The tilting support means 22, 24 and/or the respective rotation pins 26, 28 can extend continuously along the entire length, measured along the longitudinal direction L, of the main body 12 of the bending die 10. Alternatively, the tilting support means 22, 24 and/or the respective rotation pins 26, 28 could instead extend discontinuously along the longitudinal direction L of the main body 12 of the bending die 10.

According to the first embodiment of the bending die 10, shown in Figures 1 to 4, the main body 12 of such bending die 10 comprises at least one projection 46 which extends starting from the base portion 14, in a direction opposite to the side walls 16, 18 (thus downwards), and extends along the longitudinal direction L. This projection 46 makes it possible, in a per se known manner, to connect the bending die 10 to the press brake.

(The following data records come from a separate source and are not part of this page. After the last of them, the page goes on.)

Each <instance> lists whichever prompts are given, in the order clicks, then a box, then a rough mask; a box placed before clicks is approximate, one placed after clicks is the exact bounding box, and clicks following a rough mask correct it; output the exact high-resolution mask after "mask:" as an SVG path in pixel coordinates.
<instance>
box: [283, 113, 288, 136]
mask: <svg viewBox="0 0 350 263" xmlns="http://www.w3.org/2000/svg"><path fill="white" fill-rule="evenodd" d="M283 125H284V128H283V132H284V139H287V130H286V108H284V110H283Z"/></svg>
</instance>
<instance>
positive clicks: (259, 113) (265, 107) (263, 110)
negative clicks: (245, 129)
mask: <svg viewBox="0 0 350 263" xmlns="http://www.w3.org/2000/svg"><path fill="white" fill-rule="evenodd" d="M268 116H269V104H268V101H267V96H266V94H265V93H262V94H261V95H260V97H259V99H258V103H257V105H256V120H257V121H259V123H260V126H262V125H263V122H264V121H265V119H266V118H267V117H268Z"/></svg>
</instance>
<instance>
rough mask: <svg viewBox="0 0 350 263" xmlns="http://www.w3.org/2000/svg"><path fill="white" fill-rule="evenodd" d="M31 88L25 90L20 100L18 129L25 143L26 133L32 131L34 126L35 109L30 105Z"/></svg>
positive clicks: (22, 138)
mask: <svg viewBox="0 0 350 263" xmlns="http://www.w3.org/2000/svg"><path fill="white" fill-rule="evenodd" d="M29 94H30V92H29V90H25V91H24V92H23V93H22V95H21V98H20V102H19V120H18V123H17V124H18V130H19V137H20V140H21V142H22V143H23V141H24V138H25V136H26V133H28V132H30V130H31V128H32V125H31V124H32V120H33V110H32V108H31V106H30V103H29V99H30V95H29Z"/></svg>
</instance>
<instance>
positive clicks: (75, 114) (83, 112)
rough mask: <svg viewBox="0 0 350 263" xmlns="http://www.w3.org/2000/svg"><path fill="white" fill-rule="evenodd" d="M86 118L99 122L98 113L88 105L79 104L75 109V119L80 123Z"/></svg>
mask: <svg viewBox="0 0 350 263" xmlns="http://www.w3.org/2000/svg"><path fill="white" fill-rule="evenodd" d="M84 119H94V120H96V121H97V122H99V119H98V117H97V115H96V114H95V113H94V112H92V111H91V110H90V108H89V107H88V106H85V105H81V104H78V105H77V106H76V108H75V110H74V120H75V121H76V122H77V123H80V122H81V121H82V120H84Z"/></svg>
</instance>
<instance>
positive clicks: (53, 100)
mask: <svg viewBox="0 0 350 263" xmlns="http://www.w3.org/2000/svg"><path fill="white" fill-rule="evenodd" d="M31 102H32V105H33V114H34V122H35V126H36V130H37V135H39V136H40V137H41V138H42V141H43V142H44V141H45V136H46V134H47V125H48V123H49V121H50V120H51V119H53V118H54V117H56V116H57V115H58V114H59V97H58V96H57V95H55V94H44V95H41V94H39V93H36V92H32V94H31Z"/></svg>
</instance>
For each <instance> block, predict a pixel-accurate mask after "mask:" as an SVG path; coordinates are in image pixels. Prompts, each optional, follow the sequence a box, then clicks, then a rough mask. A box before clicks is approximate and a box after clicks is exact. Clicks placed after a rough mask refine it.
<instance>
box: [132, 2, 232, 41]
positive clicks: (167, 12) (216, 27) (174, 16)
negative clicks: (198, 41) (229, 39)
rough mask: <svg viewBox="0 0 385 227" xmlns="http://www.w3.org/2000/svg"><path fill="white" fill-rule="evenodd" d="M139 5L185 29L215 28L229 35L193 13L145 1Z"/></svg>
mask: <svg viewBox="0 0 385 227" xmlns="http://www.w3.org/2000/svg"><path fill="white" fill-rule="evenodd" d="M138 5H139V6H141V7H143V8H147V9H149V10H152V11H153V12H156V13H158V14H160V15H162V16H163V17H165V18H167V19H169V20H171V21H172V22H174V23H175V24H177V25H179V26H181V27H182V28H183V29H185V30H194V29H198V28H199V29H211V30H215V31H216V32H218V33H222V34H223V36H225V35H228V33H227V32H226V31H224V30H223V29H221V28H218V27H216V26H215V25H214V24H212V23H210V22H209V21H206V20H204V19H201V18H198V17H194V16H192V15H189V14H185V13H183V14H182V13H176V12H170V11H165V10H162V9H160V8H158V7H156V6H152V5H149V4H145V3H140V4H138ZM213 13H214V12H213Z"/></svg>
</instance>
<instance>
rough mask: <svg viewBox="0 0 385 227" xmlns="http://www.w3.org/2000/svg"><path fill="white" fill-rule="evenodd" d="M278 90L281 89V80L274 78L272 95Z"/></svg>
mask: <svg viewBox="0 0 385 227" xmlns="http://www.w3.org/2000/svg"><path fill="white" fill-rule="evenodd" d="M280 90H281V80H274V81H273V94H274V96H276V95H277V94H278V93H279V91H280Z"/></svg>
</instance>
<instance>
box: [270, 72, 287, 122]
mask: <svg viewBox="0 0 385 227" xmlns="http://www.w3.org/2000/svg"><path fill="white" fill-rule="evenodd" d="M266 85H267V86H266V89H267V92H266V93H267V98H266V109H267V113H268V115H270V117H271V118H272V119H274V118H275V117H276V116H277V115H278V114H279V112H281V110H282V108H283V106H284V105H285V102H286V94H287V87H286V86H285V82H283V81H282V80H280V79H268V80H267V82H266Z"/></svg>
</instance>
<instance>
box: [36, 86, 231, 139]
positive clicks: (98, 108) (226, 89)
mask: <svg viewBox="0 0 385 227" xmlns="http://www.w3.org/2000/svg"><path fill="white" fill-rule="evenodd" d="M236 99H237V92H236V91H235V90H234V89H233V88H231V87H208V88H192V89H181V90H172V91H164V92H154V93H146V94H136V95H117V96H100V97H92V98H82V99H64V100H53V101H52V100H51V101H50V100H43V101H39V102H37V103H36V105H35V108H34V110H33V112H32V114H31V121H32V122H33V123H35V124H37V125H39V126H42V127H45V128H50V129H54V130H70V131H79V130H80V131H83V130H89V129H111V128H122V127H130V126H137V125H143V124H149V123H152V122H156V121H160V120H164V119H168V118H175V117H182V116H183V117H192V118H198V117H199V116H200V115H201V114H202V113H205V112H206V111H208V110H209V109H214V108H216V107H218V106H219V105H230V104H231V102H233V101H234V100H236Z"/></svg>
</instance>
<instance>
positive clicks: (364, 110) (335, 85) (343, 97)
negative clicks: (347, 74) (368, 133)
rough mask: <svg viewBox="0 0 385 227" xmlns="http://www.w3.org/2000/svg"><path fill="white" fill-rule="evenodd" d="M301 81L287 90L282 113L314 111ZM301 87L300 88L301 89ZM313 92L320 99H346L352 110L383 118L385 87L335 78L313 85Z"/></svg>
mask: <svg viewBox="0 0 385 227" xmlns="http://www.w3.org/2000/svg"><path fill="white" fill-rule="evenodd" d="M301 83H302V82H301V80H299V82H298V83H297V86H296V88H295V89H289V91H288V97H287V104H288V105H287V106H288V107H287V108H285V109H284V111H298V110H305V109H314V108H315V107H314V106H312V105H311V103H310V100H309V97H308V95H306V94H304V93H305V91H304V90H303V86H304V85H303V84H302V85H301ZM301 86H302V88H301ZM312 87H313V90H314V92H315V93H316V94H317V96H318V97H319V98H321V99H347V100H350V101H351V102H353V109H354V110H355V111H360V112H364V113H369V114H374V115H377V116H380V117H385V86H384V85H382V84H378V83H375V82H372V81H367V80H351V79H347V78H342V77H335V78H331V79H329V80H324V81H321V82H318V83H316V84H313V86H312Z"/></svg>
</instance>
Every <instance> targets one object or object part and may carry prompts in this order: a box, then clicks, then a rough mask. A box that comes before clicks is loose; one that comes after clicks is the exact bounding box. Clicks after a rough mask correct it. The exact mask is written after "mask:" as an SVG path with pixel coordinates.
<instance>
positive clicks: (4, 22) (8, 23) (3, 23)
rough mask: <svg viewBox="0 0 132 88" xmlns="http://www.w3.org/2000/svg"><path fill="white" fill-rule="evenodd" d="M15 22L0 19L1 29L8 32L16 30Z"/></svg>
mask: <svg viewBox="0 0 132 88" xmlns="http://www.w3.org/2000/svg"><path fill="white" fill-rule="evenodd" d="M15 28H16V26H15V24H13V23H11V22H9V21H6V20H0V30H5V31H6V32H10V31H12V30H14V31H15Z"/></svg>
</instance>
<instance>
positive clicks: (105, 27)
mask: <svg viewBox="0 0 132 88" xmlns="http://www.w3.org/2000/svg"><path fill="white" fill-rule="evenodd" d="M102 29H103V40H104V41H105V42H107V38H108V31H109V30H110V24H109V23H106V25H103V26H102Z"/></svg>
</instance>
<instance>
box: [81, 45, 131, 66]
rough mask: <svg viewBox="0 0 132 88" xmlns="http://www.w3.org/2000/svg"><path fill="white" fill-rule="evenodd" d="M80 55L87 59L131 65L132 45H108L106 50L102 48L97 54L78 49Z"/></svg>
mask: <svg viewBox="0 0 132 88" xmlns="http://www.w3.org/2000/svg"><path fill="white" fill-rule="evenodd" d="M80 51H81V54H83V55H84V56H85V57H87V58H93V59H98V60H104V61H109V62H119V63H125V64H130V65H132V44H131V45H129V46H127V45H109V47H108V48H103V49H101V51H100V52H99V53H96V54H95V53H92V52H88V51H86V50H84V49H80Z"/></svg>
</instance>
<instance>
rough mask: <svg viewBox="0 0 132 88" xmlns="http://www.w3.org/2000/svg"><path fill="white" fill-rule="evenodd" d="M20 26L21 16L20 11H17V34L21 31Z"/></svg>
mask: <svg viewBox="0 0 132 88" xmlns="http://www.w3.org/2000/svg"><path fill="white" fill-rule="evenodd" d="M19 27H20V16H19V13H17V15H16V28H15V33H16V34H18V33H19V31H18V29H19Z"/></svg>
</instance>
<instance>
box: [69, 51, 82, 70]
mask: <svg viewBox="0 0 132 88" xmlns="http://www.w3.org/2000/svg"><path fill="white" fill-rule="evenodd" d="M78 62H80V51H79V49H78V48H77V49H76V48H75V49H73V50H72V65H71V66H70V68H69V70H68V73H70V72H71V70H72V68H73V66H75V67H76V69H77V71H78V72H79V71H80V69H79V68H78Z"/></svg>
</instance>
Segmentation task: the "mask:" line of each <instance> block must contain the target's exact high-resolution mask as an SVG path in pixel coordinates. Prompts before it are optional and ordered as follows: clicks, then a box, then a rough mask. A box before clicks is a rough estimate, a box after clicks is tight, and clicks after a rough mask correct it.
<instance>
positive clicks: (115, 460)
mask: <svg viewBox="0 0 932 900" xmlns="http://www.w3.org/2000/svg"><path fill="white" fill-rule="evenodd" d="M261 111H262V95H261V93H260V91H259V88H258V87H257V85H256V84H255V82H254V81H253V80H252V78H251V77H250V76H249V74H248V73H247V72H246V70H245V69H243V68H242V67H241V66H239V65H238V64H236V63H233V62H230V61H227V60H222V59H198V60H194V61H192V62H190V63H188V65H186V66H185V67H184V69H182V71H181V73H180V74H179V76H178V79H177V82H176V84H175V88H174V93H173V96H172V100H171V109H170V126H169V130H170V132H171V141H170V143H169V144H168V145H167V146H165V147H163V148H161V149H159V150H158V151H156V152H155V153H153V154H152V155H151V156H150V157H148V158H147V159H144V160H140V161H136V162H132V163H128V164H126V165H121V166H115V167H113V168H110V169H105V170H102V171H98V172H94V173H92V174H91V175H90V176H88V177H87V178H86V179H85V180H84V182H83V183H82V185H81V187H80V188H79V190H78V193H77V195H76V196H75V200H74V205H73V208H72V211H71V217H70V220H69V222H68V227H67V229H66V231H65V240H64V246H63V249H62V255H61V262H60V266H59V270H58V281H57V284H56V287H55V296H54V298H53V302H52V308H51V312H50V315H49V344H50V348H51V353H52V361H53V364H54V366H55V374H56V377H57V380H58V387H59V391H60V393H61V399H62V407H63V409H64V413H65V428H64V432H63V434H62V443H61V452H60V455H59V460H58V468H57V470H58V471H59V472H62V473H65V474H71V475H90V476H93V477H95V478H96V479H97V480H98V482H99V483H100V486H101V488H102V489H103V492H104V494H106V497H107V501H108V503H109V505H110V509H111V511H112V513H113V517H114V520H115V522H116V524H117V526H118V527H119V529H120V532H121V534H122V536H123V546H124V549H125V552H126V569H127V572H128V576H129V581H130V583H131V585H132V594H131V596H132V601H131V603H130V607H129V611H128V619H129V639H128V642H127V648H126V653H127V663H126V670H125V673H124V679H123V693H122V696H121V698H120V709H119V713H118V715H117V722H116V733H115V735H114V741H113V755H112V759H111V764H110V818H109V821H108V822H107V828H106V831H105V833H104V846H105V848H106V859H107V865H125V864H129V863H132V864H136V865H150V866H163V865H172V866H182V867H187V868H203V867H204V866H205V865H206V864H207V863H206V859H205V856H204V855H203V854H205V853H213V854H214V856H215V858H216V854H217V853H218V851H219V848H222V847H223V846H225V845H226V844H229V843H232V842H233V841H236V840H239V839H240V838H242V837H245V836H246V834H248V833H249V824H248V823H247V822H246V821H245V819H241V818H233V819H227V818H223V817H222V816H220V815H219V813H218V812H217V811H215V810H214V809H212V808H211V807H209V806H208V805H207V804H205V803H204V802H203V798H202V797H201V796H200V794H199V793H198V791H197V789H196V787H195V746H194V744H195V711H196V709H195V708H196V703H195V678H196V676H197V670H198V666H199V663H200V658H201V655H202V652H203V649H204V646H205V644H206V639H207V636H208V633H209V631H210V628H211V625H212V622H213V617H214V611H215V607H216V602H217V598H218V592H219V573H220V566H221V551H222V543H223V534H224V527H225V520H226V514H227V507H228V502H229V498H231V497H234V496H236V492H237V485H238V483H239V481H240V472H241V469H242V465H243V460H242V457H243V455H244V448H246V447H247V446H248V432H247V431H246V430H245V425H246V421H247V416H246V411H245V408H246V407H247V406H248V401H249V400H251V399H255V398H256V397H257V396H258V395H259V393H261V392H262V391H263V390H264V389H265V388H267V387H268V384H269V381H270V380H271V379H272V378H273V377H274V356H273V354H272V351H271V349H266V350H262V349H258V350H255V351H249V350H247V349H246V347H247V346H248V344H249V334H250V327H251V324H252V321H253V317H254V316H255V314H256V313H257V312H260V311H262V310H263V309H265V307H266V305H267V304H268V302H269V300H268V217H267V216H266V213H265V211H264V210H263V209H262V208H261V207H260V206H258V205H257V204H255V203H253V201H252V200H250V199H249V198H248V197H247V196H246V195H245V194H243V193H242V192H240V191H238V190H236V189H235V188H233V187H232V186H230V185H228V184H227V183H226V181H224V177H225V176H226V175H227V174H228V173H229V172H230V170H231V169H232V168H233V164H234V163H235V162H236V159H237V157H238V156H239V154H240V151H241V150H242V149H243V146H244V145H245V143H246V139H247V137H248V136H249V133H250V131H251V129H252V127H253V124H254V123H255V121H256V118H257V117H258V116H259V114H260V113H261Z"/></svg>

On the other hand, according to the second embodiment of the bending die 10, shown in Figure 5, the main body 12 of such bending die 10 comprises at least one cavity 48 which extends starting from the base portion 14, in the direction opposite to the hollow housing 20 (thus downwards), and extends along the longitudinal direction L. This cavity 48 is sized and shaped in such a way as to make it possible to connect the bending die 10 with a corresponding bending die, or with another tool suitable for connection, which is already present on the press brake.

It has thus been seen that the bending die for a press brake according to the present invention achieves the previously highlighted objects. The bending die according to the present invention makes it possible to bend sheet-like sheet metal components by means of the downward rotation of opposite tilting support means, contrasted by a spring-loaded presser which provides that the tilting support means return to their starting position and reduces their friction on the respective cylindrical rotation pins. Thanks to its particular shape and combination of elements, the bending die according to the present invention thus makes it possible to provide bending angles less than or equal to 30° on any type of sheet metal, of any thickness and with any type of press brake punch. Sliding marks on the sheet metal are reduced during bending compared to the bending dies according to the prior art. The bending press according to the present invention makes it possible to obtain reduced bending edges, reduces the deformation of the holes on the bending line or near it and also reduces the possibility of scratching the embossed metal sheets.

The bending press for a press stroke according to the present invention thus conceived is however susceptible of numerous modifications and variations, all of which falling within the scope of the same inventive concept; furthermore, all the details can be replaced by technically equivalent elements. In practice, the materials used, as well as the shapes and dimensions, may be any according to the technical requirements.

The scope of protection of the invention is therefore defined by the attached claims.